EU experts recommend restricting social media for children under 13, propose tiered access model
EU Commission experts advocate an EU-wide restriction on social media access for minors under 13, with under-threes facing a total screen ban and platforms required to prove safety for teenagers.
A comprehensive report with teeth
The expert group, co-chaired by German youth psychiatrist Jörg Fegert and French researcher Maria Melchior, handed its report to Commission President Ursula von der Leyen in Brussels on Monday. Drawing on evidence that European teenagers spend on average four to six hours daily on social media, the authors argue this harms brain development and personality formation. Their central recommendation is a regulatory U-turn: instead of relying on parents to police children’s use, they propose shifting the burden of proof to the platforms themselves.
Social media is not a toy. It is a very profitable, but also a dangerous product.
A tiered model from zero to eighteen
For children up to three years old, the report advises zero screen time. Between three and thirteen, access would be permitted only under parental or teacher supervision and for limited periods. From thirteen onward, adolescents could gradually gain autonomy, but only if the platforms first demonstrate their services do no harm. Fegert called this a reversal of the burden of proof. The report flags features like personalised recommendations and endless scrolling as addictive design that must be curbed.
Because such clear age bans are the wrong signal.
National fragmentation looms
Several member states are already pressing ahead with higher age limits. France plans a ban up to age 15, Austria is considering 14, and Spain is looking at 16. Germany’s legal threshold currently stands at 16, and the government favours graduated protections extending to 18. The expert group acknowledged that countries may impose stricter rules due to cultural differences, but von der Leyen insisted on a harmonised EU-wide framework to avoid a patchwork of national laws.

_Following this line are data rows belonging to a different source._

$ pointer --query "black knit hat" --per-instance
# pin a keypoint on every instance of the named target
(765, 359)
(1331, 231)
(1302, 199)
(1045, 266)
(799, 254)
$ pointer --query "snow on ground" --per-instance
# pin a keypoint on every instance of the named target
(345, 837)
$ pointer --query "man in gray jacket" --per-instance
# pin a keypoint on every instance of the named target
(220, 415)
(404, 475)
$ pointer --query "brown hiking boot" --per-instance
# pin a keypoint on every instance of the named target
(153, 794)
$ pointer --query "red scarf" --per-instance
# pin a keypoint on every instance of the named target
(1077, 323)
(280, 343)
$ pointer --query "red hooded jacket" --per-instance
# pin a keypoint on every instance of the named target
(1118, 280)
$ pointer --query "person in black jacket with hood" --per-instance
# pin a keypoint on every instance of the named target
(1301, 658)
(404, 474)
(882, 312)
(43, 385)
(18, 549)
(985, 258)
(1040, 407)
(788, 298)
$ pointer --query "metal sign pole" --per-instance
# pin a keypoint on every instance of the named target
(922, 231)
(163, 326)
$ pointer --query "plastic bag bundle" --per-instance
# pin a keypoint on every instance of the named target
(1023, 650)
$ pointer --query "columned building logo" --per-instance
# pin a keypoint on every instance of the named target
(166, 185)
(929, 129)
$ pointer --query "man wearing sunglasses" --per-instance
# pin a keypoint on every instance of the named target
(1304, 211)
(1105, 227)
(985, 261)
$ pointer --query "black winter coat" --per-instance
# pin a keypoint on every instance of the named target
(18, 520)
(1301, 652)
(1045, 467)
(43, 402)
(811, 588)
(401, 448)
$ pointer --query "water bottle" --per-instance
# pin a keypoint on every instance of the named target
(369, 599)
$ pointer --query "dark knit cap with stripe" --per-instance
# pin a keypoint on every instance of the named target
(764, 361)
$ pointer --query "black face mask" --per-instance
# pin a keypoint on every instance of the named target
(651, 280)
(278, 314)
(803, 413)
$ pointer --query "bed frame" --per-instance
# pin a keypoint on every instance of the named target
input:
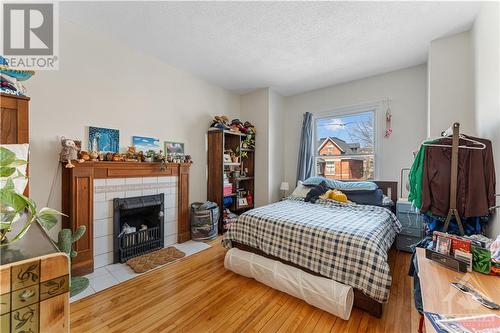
(361, 301)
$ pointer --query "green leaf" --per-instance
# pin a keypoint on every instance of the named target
(9, 198)
(6, 156)
(9, 185)
(6, 171)
(18, 163)
(47, 217)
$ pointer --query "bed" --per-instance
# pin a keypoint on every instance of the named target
(346, 243)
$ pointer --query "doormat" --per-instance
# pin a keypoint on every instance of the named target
(151, 260)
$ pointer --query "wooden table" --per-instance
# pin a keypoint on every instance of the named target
(439, 296)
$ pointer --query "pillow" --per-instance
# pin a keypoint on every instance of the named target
(373, 198)
(315, 192)
(344, 186)
(335, 195)
(300, 191)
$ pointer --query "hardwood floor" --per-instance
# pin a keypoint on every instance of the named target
(197, 294)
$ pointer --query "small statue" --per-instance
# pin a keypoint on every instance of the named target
(94, 156)
(84, 155)
(140, 156)
(117, 157)
(131, 154)
(69, 152)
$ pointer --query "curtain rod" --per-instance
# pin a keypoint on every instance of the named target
(353, 106)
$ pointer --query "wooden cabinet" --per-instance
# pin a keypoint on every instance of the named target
(14, 119)
(218, 142)
(34, 285)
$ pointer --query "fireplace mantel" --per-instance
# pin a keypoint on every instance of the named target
(78, 199)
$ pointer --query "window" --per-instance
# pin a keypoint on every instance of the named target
(330, 168)
(345, 146)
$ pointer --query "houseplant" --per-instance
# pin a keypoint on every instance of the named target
(14, 206)
(65, 240)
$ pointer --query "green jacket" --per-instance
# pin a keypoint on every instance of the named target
(415, 177)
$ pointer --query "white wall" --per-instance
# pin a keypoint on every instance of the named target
(254, 107)
(451, 84)
(407, 90)
(486, 37)
(102, 83)
(276, 144)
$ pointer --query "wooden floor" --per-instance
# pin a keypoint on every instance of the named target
(197, 294)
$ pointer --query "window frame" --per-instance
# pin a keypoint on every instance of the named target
(348, 111)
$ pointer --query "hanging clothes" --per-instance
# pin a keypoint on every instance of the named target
(476, 179)
(415, 177)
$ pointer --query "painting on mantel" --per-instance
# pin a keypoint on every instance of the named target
(104, 139)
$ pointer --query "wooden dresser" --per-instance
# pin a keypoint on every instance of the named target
(34, 285)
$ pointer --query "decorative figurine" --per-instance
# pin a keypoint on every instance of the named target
(84, 155)
(94, 156)
(69, 152)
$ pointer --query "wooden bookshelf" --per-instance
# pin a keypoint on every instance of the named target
(218, 142)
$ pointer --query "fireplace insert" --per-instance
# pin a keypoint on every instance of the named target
(137, 226)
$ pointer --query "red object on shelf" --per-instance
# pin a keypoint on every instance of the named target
(249, 198)
(228, 189)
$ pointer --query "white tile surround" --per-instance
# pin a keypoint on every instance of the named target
(105, 190)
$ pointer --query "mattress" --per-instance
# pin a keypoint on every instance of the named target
(345, 242)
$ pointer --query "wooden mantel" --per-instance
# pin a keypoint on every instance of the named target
(78, 199)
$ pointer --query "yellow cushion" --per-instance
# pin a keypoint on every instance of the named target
(335, 195)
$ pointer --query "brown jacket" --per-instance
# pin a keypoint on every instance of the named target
(476, 179)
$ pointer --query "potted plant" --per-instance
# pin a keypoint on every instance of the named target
(14, 206)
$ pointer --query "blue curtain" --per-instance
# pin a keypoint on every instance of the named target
(306, 154)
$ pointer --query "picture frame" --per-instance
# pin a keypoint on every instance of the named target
(104, 139)
(144, 143)
(174, 148)
(242, 202)
(443, 245)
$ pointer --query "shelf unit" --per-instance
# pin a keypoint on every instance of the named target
(218, 142)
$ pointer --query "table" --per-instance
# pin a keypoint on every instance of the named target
(439, 296)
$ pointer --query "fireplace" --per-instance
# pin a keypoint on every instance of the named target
(137, 226)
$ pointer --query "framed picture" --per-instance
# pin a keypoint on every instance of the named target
(443, 245)
(242, 202)
(174, 148)
(143, 143)
(104, 139)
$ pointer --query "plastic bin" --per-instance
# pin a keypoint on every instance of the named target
(204, 220)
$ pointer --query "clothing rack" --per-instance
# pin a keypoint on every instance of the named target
(455, 130)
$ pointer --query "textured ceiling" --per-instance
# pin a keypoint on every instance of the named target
(289, 46)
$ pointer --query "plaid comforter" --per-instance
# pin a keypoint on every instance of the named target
(347, 243)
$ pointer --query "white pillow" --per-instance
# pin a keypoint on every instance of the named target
(21, 151)
(300, 191)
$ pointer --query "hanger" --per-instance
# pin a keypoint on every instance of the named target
(461, 136)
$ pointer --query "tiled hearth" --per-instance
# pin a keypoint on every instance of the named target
(107, 276)
(105, 190)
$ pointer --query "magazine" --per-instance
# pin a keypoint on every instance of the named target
(489, 323)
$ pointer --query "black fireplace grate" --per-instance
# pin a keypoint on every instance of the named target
(140, 242)
(144, 215)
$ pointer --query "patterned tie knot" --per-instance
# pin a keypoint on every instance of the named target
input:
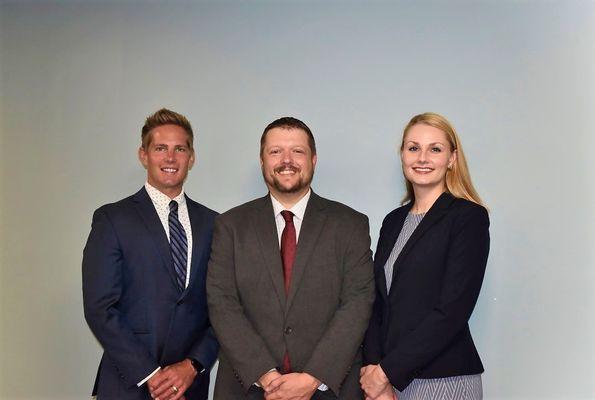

- EU expert recommendation
- 13 years
- Austria
- 14 years
- France
- 15 years
- Spain
- 16 years
- Germany
- 16 years
Enforcement gaps and the existing legal frame
Today, the GDPR already forbids children under 13 (or under 16 in some states, with parental consent) from independently consenting to data processing. Platforms like Meta and TikTok have set 13 as the minimum age in their terms of service, yet enforcement remains weak. Australia’s six-month experience with a minimum-age law shows many children still circumvent the rules. Von der Leyen pointed to an EU-developed age-verification app that is user-friendly and privacy-compliant, giving parents back a measure of control.
What comes next
Von der Leyen called the expert blueprint convincing and promised a formal legislative proposal after the EU institutions’ summer recess. The scope would target platforms with age-inappropriate and addiction-promoting design. The Commission already has proceedings open against Meta over insufficient age checks. In Germany, Bavarian premier Markus Söder described himself as “open minded” toward the initiative, and a recent commission under Education Minister Karin Prien likewise backed an age limit of 13. Von der Leyen framed the issue in terms of product safety: just as carmakers must build seatbelts in, she argued, tech companies should ensure their products are safe by design.